2.5 Statistical analysis

The sample size calculation was realized with the Latin American population’s minor allele frequency (MAF = 4.0) rs4986791. The odds ratio estimated was two. We included three controls for each case. The confidence interval was 95%, and the statistical power was 80%. With these criteria, we need 395 COPD and 1,185 controls in the tobacco-smoking group.

The demographic and clinical data were analyzed with SPSS version 26.0. The Kolmogorov–Smirnov test was used to evaluate the numerical data distributions. According to the distribution of the variables test, the Student’s T, or Mann–Whitney U test was performed. The categorical data were analyzed with the chi-square (χ²) and are presented as frequencies or percentages. The Hardy–Weinberg equilibrium (HWE) was calculated for both SNPs. Alleles and genotypes were analyzed using a contingency table using Epidat version 3.1 (34). We used genetics models and a logistic model age, sex, body mass index (BMI), and tobacco index (TI) or exposure index to biomass-burning smoke (BEI) were used as covariables in the genetic association, and we performed in Plink version 1.9 (35). Linkage disequilibrium (LD) analysis and haplotype association were performed in HaploView version 4.1 (36).

3 Results

3.1 Demographic and clinical data

We included 379 patients with COPD (COPD-TS) secondary to tobacco smoking and 1,073 smokers without COPD (SWOC). Significant differences exist in sex, age, and BMI. COPD-TS had a higher tobacco index than SWOC (40 vs. 21, respectively, p < 0.001). 46.9% of COPD-TS was GOLD 2 (moderate) (Table 1). A total of 180 patients with COPD secondary to biomass-burning smoke (COPD-BBS) and 460 subjects with chronic exposure to biomass-burning smoke without COPD (BBES) formed the control group. Most of the group comprised women (91.6% in COPD-BBS and 98.4% in BBES). The sex, age, and BMI were statistically significantly different. The biomass burning smoke exposure index (BEI) was higher in the COPD-BBS group than BBES (300 vs. 240 h per year, respectively, p = 0.003). 58% of patients with COPD by exposure to biomass-burning smoke was GOLD 2 (moderate) (Table 1).

Table 1

Table 1 Demographic and clinical data of tobacco smoking and biomass-burning smoke groups.

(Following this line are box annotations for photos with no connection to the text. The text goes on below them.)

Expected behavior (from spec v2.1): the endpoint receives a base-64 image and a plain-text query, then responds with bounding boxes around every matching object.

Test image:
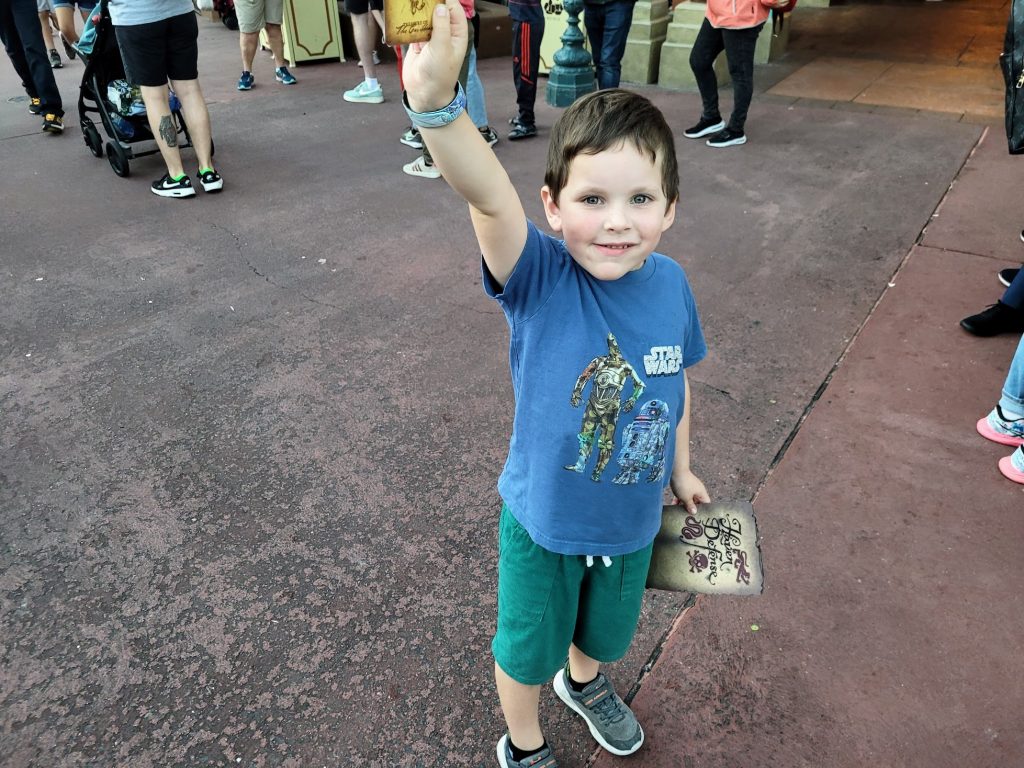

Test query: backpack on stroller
[75,0,203,177]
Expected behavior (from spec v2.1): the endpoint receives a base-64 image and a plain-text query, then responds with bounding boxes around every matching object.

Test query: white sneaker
[357,51,381,67]
[342,80,384,104]
[401,155,441,178]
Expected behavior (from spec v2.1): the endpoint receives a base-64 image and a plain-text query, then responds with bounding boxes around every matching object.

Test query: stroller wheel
[82,120,103,158]
[106,141,131,178]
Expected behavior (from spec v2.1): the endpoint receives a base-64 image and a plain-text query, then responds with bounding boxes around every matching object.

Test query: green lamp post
[547,0,594,106]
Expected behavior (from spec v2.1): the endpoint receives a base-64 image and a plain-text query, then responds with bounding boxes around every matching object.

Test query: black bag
[999,0,1024,155]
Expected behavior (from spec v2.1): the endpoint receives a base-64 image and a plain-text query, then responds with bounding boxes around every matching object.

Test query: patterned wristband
[401,83,466,128]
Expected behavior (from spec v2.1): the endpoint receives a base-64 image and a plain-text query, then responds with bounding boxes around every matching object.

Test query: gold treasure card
[384,0,438,45]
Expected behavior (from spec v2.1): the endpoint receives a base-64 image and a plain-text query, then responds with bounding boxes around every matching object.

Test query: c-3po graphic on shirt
[565,334,644,482]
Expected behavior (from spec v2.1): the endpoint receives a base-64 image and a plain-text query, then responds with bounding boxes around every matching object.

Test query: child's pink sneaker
[999,446,1024,485]
[978,406,1024,445]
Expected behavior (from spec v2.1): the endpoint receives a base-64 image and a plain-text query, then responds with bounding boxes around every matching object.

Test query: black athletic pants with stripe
[512,19,544,125]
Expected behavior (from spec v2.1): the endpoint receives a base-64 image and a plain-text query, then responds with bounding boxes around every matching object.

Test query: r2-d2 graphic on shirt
[612,400,670,485]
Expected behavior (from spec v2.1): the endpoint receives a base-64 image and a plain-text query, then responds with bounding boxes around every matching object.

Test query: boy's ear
[541,184,565,232]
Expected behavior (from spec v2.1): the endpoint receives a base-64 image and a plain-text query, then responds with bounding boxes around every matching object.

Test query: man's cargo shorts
[490,504,653,685]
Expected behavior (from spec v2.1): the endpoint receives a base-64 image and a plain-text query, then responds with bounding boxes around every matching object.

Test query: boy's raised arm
[402,0,526,286]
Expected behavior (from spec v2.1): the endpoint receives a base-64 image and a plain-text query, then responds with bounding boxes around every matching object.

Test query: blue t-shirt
[483,222,707,556]
[110,0,196,27]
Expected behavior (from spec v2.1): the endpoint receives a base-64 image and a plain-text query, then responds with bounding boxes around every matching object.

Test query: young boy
[403,0,709,768]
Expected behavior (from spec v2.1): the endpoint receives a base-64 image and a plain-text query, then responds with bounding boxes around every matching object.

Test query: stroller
[75,0,203,177]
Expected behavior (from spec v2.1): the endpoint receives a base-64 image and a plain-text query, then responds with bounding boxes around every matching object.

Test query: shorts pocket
[498,508,561,626]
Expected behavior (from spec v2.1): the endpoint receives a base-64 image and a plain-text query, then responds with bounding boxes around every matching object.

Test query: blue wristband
[401,83,466,128]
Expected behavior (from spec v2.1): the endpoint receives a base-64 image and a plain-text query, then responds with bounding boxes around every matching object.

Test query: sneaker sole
[999,456,1024,485]
[977,416,1024,447]
[401,166,441,178]
[498,733,509,768]
[551,670,643,757]
[150,186,196,199]
[683,120,725,138]
[705,136,746,150]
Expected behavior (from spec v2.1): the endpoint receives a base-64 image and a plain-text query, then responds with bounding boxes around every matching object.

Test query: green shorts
[490,505,654,685]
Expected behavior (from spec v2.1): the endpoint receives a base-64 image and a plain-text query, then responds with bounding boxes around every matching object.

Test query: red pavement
[593,130,1024,768]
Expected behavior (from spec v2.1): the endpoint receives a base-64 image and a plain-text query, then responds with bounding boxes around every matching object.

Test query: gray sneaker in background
[498,733,558,768]
[553,668,643,755]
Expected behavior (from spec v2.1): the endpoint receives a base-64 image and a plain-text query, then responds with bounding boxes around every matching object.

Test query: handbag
[999,0,1024,155]
[647,502,764,595]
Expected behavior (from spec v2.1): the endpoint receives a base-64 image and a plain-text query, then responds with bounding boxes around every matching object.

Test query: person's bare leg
[569,645,601,683]
[352,13,377,80]
[39,10,56,51]
[239,32,259,72]
[266,24,285,67]
[171,80,213,168]
[495,663,544,752]
[53,5,78,45]
[139,85,191,178]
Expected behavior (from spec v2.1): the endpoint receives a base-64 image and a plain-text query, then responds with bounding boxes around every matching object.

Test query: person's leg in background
[466,15,498,146]
[509,19,544,141]
[684,18,725,138]
[722,24,764,133]
[36,0,63,70]
[0,0,63,134]
[234,0,266,91]
[588,0,634,88]
[342,0,384,104]
[401,25,474,178]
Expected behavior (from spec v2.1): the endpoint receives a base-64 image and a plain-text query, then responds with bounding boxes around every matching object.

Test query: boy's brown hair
[544,88,679,204]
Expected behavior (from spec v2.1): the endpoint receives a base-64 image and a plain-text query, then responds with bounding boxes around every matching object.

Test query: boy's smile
[541,142,676,280]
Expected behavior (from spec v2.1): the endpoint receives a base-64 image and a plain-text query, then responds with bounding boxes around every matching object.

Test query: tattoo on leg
[160,115,178,146]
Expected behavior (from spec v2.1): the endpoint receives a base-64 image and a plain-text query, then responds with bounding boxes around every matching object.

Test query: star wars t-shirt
[483,222,707,556]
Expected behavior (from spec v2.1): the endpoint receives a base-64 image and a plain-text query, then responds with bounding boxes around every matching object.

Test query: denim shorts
[490,505,654,685]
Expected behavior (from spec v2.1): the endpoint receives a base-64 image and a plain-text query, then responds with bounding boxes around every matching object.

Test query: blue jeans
[0,0,63,117]
[583,0,634,88]
[466,46,487,128]
[999,336,1024,416]
[690,18,764,133]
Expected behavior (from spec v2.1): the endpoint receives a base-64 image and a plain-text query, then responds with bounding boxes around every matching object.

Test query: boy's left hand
[669,469,711,514]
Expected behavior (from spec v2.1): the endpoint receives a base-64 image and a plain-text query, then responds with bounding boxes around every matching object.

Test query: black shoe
[961,301,1024,336]
[150,173,196,198]
[705,128,746,147]
[509,122,537,141]
[43,112,63,133]
[683,118,725,138]
[196,168,224,195]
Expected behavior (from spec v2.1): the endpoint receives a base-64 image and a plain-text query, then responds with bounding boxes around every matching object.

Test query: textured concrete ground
[0,10,1015,768]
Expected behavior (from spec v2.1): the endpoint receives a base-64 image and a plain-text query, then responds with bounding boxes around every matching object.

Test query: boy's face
[541,142,676,280]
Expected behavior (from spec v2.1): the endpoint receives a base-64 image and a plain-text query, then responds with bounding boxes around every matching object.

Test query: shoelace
[590,683,626,724]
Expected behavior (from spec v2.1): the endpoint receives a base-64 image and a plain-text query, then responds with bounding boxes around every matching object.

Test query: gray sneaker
[553,668,643,755]
[498,733,558,768]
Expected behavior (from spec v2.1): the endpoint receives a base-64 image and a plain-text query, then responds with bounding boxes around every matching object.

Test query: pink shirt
[706,0,769,30]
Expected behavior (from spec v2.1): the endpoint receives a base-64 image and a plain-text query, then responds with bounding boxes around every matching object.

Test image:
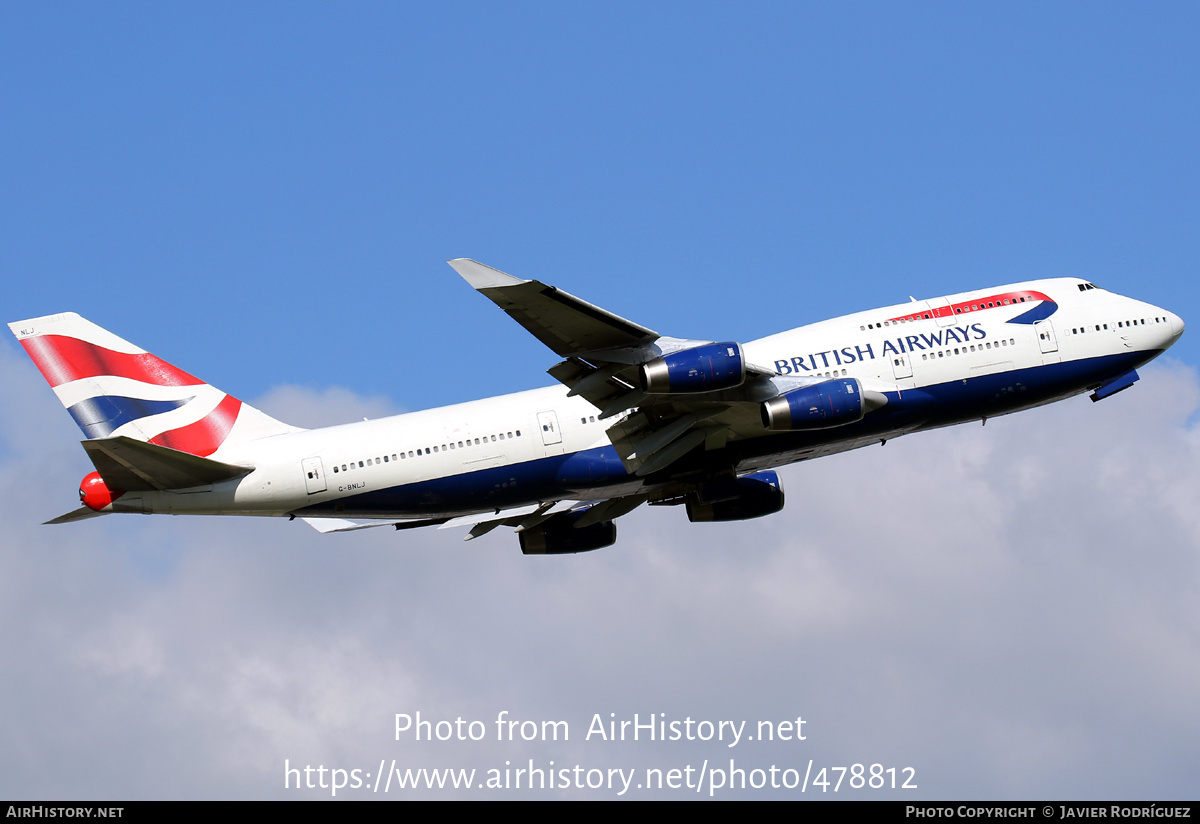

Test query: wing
[449,258,782,476]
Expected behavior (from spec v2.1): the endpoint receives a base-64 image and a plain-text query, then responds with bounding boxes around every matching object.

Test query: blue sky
[0,2,1200,798]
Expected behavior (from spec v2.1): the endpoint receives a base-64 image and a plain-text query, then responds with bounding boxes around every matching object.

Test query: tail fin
[8,312,299,457]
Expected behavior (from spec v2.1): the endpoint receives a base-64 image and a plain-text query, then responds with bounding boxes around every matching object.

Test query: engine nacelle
[688,469,784,523]
[79,473,125,512]
[641,342,746,395]
[762,378,888,432]
[517,510,617,555]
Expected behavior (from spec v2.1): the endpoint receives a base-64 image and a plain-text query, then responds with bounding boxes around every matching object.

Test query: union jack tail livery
[8,312,300,523]
[10,312,296,457]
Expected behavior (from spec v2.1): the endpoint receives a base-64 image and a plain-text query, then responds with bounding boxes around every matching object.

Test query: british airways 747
[10,259,1183,554]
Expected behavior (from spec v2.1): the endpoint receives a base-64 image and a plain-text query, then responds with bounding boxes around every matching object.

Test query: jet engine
[688,469,784,523]
[517,510,617,555]
[641,342,746,395]
[762,378,888,432]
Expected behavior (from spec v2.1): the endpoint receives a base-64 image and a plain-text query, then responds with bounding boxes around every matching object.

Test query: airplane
[10,258,1183,554]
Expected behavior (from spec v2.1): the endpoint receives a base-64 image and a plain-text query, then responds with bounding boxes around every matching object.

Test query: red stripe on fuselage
[888,289,1050,320]
[20,335,204,387]
[150,395,241,458]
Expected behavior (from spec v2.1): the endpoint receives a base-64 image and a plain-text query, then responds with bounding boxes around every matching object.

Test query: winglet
[446,258,527,295]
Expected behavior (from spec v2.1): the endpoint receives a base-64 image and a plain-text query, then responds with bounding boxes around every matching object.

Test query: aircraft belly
[295,446,630,518]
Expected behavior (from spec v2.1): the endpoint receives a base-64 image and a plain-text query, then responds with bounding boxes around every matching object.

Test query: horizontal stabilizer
[82,435,254,492]
[42,506,108,527]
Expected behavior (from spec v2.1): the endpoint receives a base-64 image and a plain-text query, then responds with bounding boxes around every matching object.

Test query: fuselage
[105,278,1183,519]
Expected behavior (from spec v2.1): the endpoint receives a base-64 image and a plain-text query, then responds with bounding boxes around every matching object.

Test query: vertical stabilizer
[8,312,299,457]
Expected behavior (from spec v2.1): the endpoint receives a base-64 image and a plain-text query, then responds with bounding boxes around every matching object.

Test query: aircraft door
[300,458,325,495]
[538,411,563,446]
[1033,320,1058,355]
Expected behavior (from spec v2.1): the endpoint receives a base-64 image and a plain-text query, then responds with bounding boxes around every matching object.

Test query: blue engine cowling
[517,510,617,555]
[641,342,746,395]
[688,469,784,523]
[762,378,873,431]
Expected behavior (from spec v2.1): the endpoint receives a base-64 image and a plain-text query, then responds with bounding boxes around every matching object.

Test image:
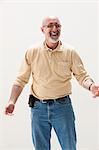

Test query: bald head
[42,16,60,27]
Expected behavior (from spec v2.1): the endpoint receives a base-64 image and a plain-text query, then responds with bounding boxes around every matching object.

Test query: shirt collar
[43,41,63,52]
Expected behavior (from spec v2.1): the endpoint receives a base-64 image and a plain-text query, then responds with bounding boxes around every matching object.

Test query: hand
[5,101,15,116]
[90,83,99,98]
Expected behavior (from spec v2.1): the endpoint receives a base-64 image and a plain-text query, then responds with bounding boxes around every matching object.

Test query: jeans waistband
[35,95,69,103]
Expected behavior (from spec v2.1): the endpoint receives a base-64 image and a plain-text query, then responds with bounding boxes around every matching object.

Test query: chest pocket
[57,62,71,76]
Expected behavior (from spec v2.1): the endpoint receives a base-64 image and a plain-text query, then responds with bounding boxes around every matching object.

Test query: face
[41,18,61,44]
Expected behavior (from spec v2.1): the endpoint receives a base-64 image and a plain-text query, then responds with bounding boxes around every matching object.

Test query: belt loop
[40,100,47,103]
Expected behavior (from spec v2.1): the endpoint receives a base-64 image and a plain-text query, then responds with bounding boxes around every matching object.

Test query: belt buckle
[40,100,47,103]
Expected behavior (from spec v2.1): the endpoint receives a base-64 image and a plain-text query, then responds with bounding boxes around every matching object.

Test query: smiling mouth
[50,32,59,39]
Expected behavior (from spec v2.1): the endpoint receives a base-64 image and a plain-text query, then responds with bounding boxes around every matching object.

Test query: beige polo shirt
[14,42,92,99]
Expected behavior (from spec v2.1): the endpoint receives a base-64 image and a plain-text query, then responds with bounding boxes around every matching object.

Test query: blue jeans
[31,96,76,150]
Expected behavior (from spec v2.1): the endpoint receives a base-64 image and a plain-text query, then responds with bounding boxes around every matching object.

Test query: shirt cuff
[82,79,94,90]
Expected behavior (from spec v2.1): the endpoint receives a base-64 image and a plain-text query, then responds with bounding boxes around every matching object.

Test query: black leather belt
[28,95,69,108]
[34,95,69,103]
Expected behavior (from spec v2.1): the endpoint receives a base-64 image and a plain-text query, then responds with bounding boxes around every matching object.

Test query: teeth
[51,32,57,36]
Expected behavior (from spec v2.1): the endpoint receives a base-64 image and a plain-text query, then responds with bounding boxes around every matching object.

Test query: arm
[5,85,23,115]
[72,51,99,98]
[5,48,31,115]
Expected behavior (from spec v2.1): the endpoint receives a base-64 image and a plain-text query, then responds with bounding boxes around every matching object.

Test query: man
[5,17,99,150]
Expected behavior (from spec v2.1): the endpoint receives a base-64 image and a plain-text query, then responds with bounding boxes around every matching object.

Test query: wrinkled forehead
[42,17,60,26]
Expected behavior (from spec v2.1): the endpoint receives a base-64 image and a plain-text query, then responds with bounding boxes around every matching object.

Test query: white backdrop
[0,0,99,150]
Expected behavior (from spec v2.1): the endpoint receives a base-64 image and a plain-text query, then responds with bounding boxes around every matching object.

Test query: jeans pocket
[33,101,40,109]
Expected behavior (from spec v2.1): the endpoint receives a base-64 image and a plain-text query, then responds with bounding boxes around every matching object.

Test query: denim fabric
[31,96,76,150]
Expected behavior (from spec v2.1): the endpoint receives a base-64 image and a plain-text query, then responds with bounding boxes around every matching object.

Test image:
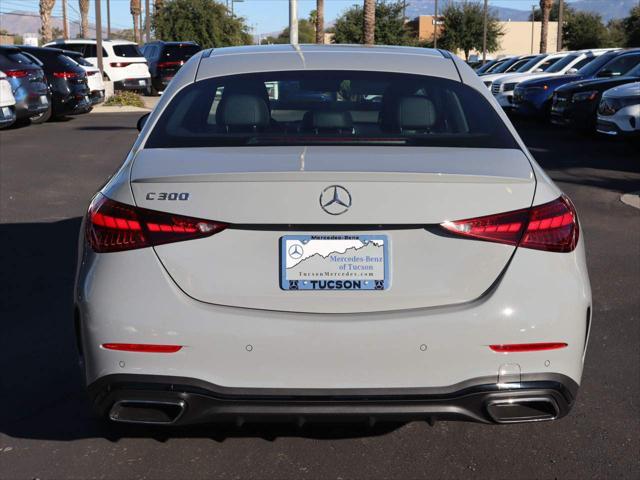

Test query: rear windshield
[546,55,578,73]
[160,44,200,61]
[113,44,143,57]
[145,71,518,148]
[516,55,546,73]
[491,58,527,73]
[0,51,38,69]
[578,52,618,77]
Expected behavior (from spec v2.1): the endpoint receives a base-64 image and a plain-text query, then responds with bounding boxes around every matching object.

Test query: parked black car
[20,46,91,123]
[0,46,51,123]
[142,41,202,95]
[551,57,640,131]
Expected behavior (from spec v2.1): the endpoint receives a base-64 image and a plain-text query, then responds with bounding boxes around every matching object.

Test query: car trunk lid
[131,146,535,313]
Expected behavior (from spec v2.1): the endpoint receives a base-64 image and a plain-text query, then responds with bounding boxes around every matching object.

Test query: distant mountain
[406,0,530,22]
[407,0,638,22]
[569,0,638,22]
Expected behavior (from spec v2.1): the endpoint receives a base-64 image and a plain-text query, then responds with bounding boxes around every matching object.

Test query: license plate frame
[279,234,390,292]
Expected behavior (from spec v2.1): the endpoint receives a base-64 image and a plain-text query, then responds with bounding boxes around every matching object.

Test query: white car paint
[491,52,570,108]
[75,45,591,428]
[44,39,151,89]
[0,71,16,128]
[597,82,640,136]
[491,49,615,108]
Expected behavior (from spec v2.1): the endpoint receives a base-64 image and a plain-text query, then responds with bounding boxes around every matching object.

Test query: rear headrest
[302,110,353,130]
[216,93,270,128]
[394,95,436,130]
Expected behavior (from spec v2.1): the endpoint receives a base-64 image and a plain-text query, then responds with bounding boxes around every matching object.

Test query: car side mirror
[596,70,613,78]
[136,113,151,132]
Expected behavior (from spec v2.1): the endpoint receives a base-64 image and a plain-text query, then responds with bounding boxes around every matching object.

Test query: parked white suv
[0,71,16,128]
[597,82,640,137]
[45,39,151,90]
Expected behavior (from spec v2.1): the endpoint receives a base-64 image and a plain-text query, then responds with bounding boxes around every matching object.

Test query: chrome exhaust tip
[487,396,560,423]
[109,400,187,425]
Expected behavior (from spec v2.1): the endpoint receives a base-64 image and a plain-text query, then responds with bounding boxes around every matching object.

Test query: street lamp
[227,0,244,16]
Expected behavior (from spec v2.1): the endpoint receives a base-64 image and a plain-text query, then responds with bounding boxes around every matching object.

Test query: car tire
[30,105,53,125]
[144,83,158,97]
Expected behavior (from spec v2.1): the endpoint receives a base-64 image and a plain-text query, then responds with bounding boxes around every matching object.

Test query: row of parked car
[476,48,640,136]
[0,39,200,128]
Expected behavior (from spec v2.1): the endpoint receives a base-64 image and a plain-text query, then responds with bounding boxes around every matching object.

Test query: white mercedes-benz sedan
[75,45,591,425]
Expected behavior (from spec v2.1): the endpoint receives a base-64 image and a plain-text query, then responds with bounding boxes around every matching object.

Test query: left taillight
[440,195,579,252]
[53,72,80,78]
[86,194,227,253]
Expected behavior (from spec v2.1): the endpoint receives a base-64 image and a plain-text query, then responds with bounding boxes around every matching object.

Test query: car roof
[196,44,460,81]
[145,40,200,47]
[18,45,68,55]
[49,38,137,45]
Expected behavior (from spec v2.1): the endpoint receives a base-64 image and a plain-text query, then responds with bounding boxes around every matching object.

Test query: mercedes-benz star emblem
[320,185,351,215]
[289,243,304,260]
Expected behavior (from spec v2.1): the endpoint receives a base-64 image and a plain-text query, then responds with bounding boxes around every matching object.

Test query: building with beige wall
[414,15,558,57]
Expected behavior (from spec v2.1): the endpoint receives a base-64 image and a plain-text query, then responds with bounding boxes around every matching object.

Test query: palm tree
[40,0,56,42]
[316,0,324,43]
[540,0,553,53]
[129,0,141,42]
[78,0,89,38]
[151,0,164,40]
[364,0,376,45]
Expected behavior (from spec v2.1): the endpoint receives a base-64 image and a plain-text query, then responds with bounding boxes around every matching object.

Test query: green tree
[563,12,608,50]
[333,0,415,45]
[607,19,627,47]
[622,5,640,47]
[438,0,504,60]
[529,0,574,22]
[262,19,316,45]
[154,0,253,48]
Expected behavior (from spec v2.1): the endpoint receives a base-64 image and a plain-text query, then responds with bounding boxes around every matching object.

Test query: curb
[91,105,151,113]
[620,192,640,210]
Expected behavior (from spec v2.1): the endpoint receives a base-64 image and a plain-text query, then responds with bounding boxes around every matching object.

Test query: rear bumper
[88,373,578,425]
[89,90,104,105]
[0,105,16,127]
[113,77,151,90]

3.2 Genetic association analysis

For the comparison of COPD-TS and SWOC, the HWE was met in both genetic variants (p = 0.10 and p = 0.42 for rs4986790 and rs4986791, respectively). On the other hand, in comparing COPD-BBS and BBES, only rs4986791 accomplishes the HWE (p = 0.81), whereas rs4986790 does not (p = 0.003). Analysis of tobacco smoking groups showed statistically significant differences in both genetic variants (rs4986790 p = 2.08 × 10⁻⁹, rs4986791 p = 0.031); however, after performing a logistic regression to adjust for sex, age, BMI, and TI, only rs4986790 remained associated with decreased risk of developing COPD (p = 2.81 × 10⁻⁵, OR = 0.27, 95% CI = 0.17–0.43). We performed a full-genotype model for rs4986790 using sex, age, BMI, and TI as covariables; the AA genotype was associated with a high risk of COPD (p ≤ 0.001, OR = 3.53, 95% CI = 2.22–5.61). (Table 2).

Table 2

Table 2 Allele and genotype analysis of tobacco smoking groups.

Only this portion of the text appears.